NCEI publishes a temperature database
for over 7,000 worldwide "weather stations".
The NCEI database is called the
Global Historical Climatology
Network (GHCN).
The GHCN database consists of six files,
three (maximum, minimum, and average)
for ‘Unadjusted’ temperature values,
and three for ‘Adjusted’ temperature values.

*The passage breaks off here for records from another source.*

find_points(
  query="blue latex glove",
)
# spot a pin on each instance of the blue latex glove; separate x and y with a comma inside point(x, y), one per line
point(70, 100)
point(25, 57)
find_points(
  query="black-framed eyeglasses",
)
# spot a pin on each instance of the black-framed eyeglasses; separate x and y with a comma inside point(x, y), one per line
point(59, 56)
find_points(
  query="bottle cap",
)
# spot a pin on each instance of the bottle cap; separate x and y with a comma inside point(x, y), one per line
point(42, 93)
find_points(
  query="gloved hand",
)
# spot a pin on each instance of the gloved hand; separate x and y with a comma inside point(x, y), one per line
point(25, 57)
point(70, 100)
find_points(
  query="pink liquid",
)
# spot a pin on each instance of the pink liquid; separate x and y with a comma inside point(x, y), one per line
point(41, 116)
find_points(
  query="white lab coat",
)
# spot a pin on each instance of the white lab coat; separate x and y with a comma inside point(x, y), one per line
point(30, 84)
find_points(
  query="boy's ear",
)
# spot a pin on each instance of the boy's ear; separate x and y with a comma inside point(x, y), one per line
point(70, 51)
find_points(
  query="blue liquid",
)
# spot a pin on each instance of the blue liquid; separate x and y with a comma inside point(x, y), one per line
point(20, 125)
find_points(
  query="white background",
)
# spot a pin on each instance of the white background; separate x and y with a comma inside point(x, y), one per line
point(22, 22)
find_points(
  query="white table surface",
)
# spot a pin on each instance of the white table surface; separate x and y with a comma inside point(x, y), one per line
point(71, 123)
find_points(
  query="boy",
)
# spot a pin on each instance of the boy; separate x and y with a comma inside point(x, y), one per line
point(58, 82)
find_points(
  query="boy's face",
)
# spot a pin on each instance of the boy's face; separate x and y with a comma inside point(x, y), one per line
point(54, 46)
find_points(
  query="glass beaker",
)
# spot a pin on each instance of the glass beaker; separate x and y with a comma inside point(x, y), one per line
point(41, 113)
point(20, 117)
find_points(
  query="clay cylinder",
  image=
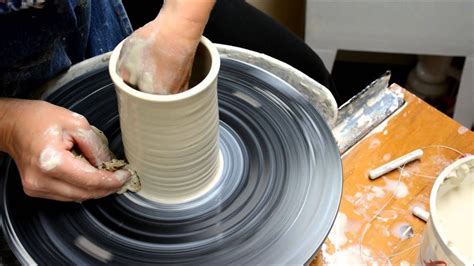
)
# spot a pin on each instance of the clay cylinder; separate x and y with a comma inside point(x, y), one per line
point(172, 140)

The average Adjusted value
is most often used.
Unadjusted is ‘as received’ data
from agencies / centers
from around the world.
You might assume "Unadjusted" data
are ‘as measured’ raw data.
Not true !
NOAA-NCEI advises
on its GHCN web page:
“…it is entirely possible
that the source of these data
(generally called National
Meteorological Services)
may have made adjustments
to these data
prior to their inclusion
within the GHCN.”
NOAA-NCEI then makes
its own adjustments,
primarily lowering temperatures
of land stations in the earlier part
of the temperature record,
which causes some
"global warming".
In summary,
the adjusted data,
are often adjusted
more than once,
before being used
to determine the
average global temperature.
GHCN Database Problems
(1)
NOAA-NCEI’s adjustments, alone,
cause some "global warming"
not in the Unadjusted data.
And the "Unadjusted data"
received by NOAA-NCEI
may include adjustments,
made in other nations,
that also cause some
"global warming".
(2)
Weather stations that are included in the
global average temperature compilation
are not consistent over the long term.
Some weather stations
have reported temperatures
for 10 years or less.
Others have reported temperatures
in all, or nearly all, of the years
since 1900.
So, the weather stations that are
actually reporting temperature data,
are a constantly changing mix.
This important data quality factor
is ignored in NOAA’s compilation
of the global average temperature.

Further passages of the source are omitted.